Temos que distinguir entre duas coisas, quanto a isso, porque a diferença é da maior importância. Deus não Se opõe a termos uma alma como a que deu a Adão, pois é esta a Sua intenção; o que Ele Se propôs a fazer foi inverter alguma coisa. Há algo errado hoje no homem, que não é o fato de ter uma alma, e, sim, de viver pela alma. Foi esta situação que Satanás criou pela Queda. Ardilosamente levou o homem a seguir uma direção em que podia desenvolver a Sua alma de modo a derivar dela a sua própria vida.Devemos, contudo, ser cuidadosos; o remédio não significa eliminar inteiramente a nossa alma. Não podemos fazê-lo. Quando a Cruz opera hoje realmente em nós, não nos tornamos inertes, insensatos, sem caráter.
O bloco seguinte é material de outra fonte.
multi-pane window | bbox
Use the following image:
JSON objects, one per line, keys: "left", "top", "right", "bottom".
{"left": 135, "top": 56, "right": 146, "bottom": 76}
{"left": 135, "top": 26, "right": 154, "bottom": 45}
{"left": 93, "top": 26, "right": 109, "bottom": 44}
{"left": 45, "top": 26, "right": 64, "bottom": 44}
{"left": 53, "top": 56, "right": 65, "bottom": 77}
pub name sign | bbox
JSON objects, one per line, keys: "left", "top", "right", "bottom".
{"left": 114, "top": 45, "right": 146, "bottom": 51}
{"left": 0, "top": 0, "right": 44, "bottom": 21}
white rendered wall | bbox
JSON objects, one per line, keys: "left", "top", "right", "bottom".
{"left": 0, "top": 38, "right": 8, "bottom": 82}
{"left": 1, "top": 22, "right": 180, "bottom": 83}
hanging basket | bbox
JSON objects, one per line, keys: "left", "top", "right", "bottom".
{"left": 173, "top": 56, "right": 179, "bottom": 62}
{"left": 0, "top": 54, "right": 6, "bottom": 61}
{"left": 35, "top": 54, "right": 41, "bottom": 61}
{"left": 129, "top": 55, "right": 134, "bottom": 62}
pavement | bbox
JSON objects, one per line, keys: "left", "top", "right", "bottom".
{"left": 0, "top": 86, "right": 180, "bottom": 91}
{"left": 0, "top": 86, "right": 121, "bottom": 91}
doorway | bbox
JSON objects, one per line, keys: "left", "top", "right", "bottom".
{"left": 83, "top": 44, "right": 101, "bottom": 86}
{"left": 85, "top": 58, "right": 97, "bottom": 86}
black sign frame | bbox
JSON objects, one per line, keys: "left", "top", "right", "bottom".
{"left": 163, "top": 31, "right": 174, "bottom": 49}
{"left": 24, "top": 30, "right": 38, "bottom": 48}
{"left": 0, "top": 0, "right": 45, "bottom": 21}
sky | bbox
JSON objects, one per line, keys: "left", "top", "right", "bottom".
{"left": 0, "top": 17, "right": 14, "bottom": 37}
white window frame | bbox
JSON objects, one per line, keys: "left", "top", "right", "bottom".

Não, ainda possuímos uma alma e, sempre que recebemos alguma coisa da parte de Deus, a alma será o instrumento, a faculdade em verdadeira sujeição a Ele, através do que a recebemos. A questão, porém, é: mantemo-nos dentro dos limites indicados por Deus? – dentro dos limites fixados por Ele no princípio, no Jardim – no que diz respeito à alma, ou estamos saindo fora desses limites?Deus agora está realizando a obra da poda, como Viticultor. Há nas nossas almas um desenvolvimento sem domínio e sem orientação, um crescimento inoportuno, que tem que ser verificado e submetido a tratamento.
Deus tem que cortar isso. De modo que há agora perante nós duas coisas, em relação às quais os nossos olhos devem ser abertos. Por um lado, Deus quer nos levar à posição de vivermos pela vida do Seu Filho. Por outro lado, Ele opera diretamente nos nossos corações, para desfazer aquela outra fonte de recursos naturais que é o resultado do fruto do conhecimento. Aprendemos cada dia estas duas lições: uma crescente manifestação da vida d’Ele, e uma verificação e uma entrega à morte daquela outra vida, a alma. Estes dois processos sempre estão em andamento, porque Deus procura em nós a vida plenamente desenvolvida do Seu Filho, para que Ele seja manifestado em nós, e, com este fim em vista, nos faz retroceder, quanto à alma, ao ponto de partida de Adão. Pelo que Paulo diz: “Porque nós, que vivemos, estamos sempre entregues à morte por causa de Jesus, para que também a vida de Jesus se manifeste em nossa carne mortal” (2 Cor 4.11).
O que significa isto? Significa que não empreenderei nenhuma ação sem depender confiadamente de Deus. Não encontrei suficiência em mim mesmo. Não darei qualquer passo somente porque tenho o poder de fazê-lo. Mesmo que tenha em mim aquele poder herdado, não o usarei; não depositarei confiança em mim mesmo. Ao tomar o fruto, Adão ficou possuído de um poder inerente de agir, foi, porém, um poder que o colocava ao alcance de Satanás. Perdemos aquele poder de agir quando chegamos a conhecer o Senhor. O Senhor corta-o, e então percebemos que já não podemos agir segundo a nossa iniciativa própria. Temos que viver pela vida de Outro; temos que derivar tudo d’Ele.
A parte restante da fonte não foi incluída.